1. Explication de la réforme : ancien et nouveau système

Dans l’ancien système, les droits d’enregistrement de base s’élevaient à 12,5 %. Parallèlement à ce taux de base, trois régimes fiscaux coexistaient :

NB : celles et ceux qui ont acheté leur habitation avant 2025 restent évidemment dans cet ancien système.

  1. Un taux réduit à 6 % (ou 5 % en cas de prêt hypothécaire social) qui est applicable en cas d’acquisition d’une habitation qualifiée de « modeste », soit une habitation dont le revenu cadastral est inférieur à 745 €[3]. Ce taux réduit s’applique jusqu’à un plafond de 168.000 €, et ce qui dépasse est taxé à 12,5 %.
  2. Un abattement fiscal « primo-acquérant » équivalent à 40.000 € pour les biens inférieurs à 350.000 €, qui diminue progressivement pour les biens entre 350.000 € et 500.000 €, et atteint un plancher de 20.000 € pour les biens de plus de 500.000 €.
  3. Le « chèque-habitat », qui consiste en une réduction de l’impôt des personnes physiques via un crédit d’impôt pendant 20 ans en cas d’emprunt hypothécaire. Le montant de base de ce crédit d’impôt est de 1.500 € par an. Ce montant est majoré de 125 € par enfant à charge. Il est octroyé à 100 % les 10 premières années et à 50 % les 10 années suivantes. Cet avantage se réduit également en fonction du revenu imposable net. Les personnes gagnant plus de 101.000 € par an n’y ont pas droit. Pour un couple, le chèque-habitat est calculé séparément. Les deux partenaires peuvent bénéficier du chèque-habitat s’ils remplissent les conditions d’octroi. Sur 20 ans, l’avantage maximum est de 22.800 € pour une personne seule et de 45.600 € pour un couple.

La réforme vers le nouveau système a le mérite d’être simple : il fait passer à 3 % (au lieu de 12,5 %) les droits d’enregistrement pour l’acquisition de l’habitation propre et unique, tout en supprimant toutes les mesures « parallèles » évoquées plus haut. De simplification administrative, pas de doute, il en est donc bien question. Voyons maintenant ce qu’il en est par rapport à l’autre objectif du gouvernement : « rendre de l’oxygène aux classes moyennes et populaires ».

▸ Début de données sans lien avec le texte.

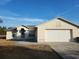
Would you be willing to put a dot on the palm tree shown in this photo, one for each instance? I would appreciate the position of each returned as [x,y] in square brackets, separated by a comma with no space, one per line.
[1,21]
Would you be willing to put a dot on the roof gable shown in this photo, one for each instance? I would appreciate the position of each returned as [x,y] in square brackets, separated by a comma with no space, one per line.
[68,22]
[61,19]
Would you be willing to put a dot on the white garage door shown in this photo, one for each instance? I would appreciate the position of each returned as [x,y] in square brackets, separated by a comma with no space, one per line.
[57,35]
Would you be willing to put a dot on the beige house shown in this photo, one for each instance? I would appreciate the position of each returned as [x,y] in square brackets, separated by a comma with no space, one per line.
[57,30]
[22,32]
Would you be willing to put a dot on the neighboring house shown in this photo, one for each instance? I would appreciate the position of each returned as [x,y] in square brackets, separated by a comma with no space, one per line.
[57,30]
[22,33]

2. Impact sur le portefeuille des citoyens – 4 exemples concrets

Lorsqu’on entend que les droits d’enregistrement sont réduits de 12 % à 3 %, il est logique de penser que cela va rendre l’achat d’une maison plus avantageux. Mais est-ce vraiment le cas, si on prend compte la suppression des autres mesures fiscales ?

Comme nous l’avons montré dans le point précédent, le coût total des droits d’enregistrement payés dans le cadre de l’achat d’un premier logement dépendait de plusieurs facteurs dans l’ancien système : le prix de l’habitation, la valeur cadastrale du bien (maison « modeste » ou non), la situation familiale et les revenus nets imposables.

Pour répondre à la question, prenons 4 exemples relativement représentatifs de la situation en Belgique[4], pour calculer et comparer le coût total (à long terme) dans l’ancien et le nouveau système.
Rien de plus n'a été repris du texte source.